Comprenderete senza difficoltà che essendo l’utenza rimasta pressoché invariata, tale incontrollata proliferazione ha inevitabilmente determinato una riduzione drastica ed immediata dei guadagni, anche in virtù dell’ormai accertata riduzione dei consumi, trasformando i bilanci nella maggior parte dei casi in perdite in danno soprattutto dei commercianti storici del paese, quelli cioè che hanno ereditato l’attività o l’hanno avviata molti anni prima ovvero quelli che non hanno potuto godere di finanziamenti pubblici a fondo perduto per aprire o rinnovare l’esercizio ma che per far ciò hanno dovuto ricorrere alla normale linea di credito con i relativi costi; gli stessi che non hanno potuto godere del regime fiscale agevolato perché concesso solo alle nuove attività, ai giovani imprenditori, ecc… e che resistono a caro prezzo solo perché non sopportano l’idea d’esser gli artefici del fallimento dell’attività di famiglia o più semplicemente perché alla loro età non potrebbero far altro ed allora attingono dai risparmi di una vita per tener alzata la serranda nella speranza che prima o poi l’economia si rinnovi.
Giungo infine all’ultimo colpevole, il Comune che anche in passato ha completamente sbagliato politica economica e che oggi nel fare ammenda dovrebbe ravvedersi contingentando le licenze e soprattutto avviando concreti controlli sul territorio per evitare che fenomeni come quelli descritti non si ripetano con frequenza e facilità. Triste dover pensare che l’Italia intera di Teano conosca a malapena il nome in virtù di un “incontro” che forse non c’è mai stato; triste dover pensare che l’amministrazione locale non sia in grado di valorizzare il territorio, fatto di storia, puntando sul turismo (ottenendo magari un’uscita autostradale..).
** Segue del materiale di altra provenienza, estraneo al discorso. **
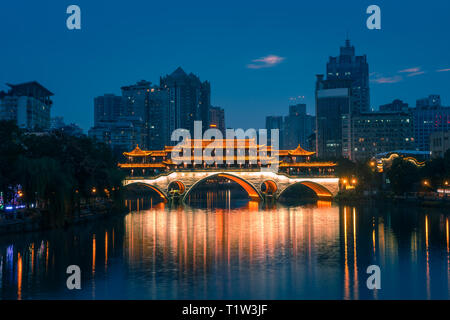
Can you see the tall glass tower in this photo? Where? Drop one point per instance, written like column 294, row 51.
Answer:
column 348, row 66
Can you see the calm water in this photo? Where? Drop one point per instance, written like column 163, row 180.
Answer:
column 316, row 251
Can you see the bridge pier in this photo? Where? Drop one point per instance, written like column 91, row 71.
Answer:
column 253, row 182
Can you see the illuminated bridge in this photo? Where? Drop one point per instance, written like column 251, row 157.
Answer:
column 247, row 164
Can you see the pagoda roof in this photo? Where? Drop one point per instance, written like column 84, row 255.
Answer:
column 307, row 164
column 299, row 151
column 137, row 152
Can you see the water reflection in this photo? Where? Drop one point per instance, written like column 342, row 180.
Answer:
column 260, row 251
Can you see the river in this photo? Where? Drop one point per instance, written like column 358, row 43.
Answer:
column 243, row 250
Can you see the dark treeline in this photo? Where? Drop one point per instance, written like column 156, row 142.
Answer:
column 400, row 178
column 56, row 172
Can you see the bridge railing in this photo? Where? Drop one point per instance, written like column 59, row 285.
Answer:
column 166, row 173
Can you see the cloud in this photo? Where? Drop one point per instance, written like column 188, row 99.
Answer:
column 381, row 79
column 410, row 70
column 416, row 73
column 265, row 62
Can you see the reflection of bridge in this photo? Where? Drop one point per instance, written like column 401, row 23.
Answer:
column 257, row 184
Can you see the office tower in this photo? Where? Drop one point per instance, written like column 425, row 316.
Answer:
column 121, row 134
column 439, row 143
column 433, row 100
column 298, row 126
column 189, row 100
column 150, row 103
column 378, row 132
column 348, row 66
column 217, row 119
column 28, row 104
column 107, row 108
column 135, row 103
column 396, row 105
column 333, row 105
column 429, row 116
column 57, row 124
column 275, row 122
column 157, row 116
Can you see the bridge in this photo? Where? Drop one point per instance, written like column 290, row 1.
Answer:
column 258, row 185
column 156, row 170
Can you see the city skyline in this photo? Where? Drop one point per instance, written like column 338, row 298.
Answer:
column 255, row 60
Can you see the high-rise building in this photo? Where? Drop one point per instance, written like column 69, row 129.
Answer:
column 189, row 100
column 429, row 116
column 121, row 134
column 433, row 100
column 58, row 124
column 378, row 132
column 348, row 66
column 395, row 106
column 333, row 105
column 439, row 143
column 151, row 104
column 107, row 108
column 28, row 104
column 217, row 119
column 275, row 122
column 343, row 94
column 298, row 126
column 158, row 134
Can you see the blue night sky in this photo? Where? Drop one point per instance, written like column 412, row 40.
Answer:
column 122, row 42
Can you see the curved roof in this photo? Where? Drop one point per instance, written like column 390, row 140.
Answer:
column 137, row 152
column 299, row 151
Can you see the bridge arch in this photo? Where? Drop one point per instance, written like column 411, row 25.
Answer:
column 269, row 187
column 152, row 187
column 178, row 185
column 251, row 190
column 322, row 192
E’ inconcepibile che tanti cittadini e lavoratori onesti siano vittime di amministrazioni comunali inefficienti e di tanti furbetti o improvvisati imprenditori, non si può esser così ingenui da credere che in nome del diritto al lavoro, della pari opportunità, del libero commercio e della libera concorrenza sia giusto affamare intere categorie di lavoratori quando risulta evidente che alcuni settori dell’economia già saturi non possono sopportare il sorgere di identiche attività in numero esponenziale.
Da quest’ultimo punto dovrebbe partire l’amministrazione comunale per cercare di affrontare il problema con l’aiuto della stessa Ascomart che purtroppo ad oggi, forse mi sbaglierò, ha un po’ peccato in questo. Per aprire un’attività commerciale non servono solo commercialisti e finanziamenti ma veri studi di settore ed una associazione di commercianti attiva dovrebbe nel proprio interesse svolgere in modo continuativo delle campagne di informazione rivolte a tutti i potenziali imprenditori, dovrebbe organizzare incontri e dibattiti aperti a tutti e soprattutto coinvolgere la popolazione perché il commercio non è fatto solo di scambi di beni/servizi in corrispettivo di denaro ma anche di idee.
Vorrei concludere con una domanda (provocatoria), ad oggi, la professione dell’ottico richiede una speciale abilitazione al pari di quella richiesta per l’esercizio delle professioni mediche ma cosa accadrebbe a Teano se da domani tale abilitazione non fosse più richiesta?